Tuesday, September 6, 2016

PDX Viz

Is this thing still on?  Just a tiny post to my most recent side project, PDX Viz.  It's a way to map/visualize cycling, ped, and transit connectivity around Portland.

Friday, January 16, 2015

cljx-sampling: A Clojure(script) library for sampling and random numbers

For a current hobby project I need the ability to generate seeded random numbers and/or sample items from collections in either the JVM or the browser. The PPRNG lib offers seedable random numbers, but it uses different generators depending on the environment. Given a seed I want to generate the same sequence of numbers regardless where the code is running.

So I've open-sourced a little library, cljx-sampling, that uses a seedable 32-bit Xorshift random number generator for consistent results in both Clojure and Clojurescript. I also reused some of my code from bigml/sampling and combined it with the Xorshift RNG to allow for convenient (and still consistent) in-memory samples over collections. Maybe you'll find it useful?

https://github.com/ashenfad/cljx-sampling

Wednesday, September 3, 2014

Sketching/hashing Algorithms in Clojure

Just a short note that I (and BigML) have open sourced a library of hashing / sketching based stream summarizers for Clojure.

Specifically, the library includes techniques that take streams of items and return summaries that can be queried for set membership (bloom filters), set similarity (min-hashes), item occurrence counts (count-min sketches), and the number of distinct items (with my favorite, the magical HyperLogLog).
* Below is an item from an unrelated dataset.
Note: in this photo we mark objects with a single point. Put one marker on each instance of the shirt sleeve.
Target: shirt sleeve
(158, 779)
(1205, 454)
This library was largely an educational exercise for me, as I wanted to better understand the world of streaming summaries for categorical data.  It's written in almost pure Clojure and backed by plain Clojure data structures.  So it's (hopefully!) easy to use and easy to serialize.  All the summaries are merge friendly making them a nice fit for distributed settings.  The big caveat is that I didn't spend much effort optimizing for speed.  Those in need of maximizing every CPU cycle may need to look elsewhere.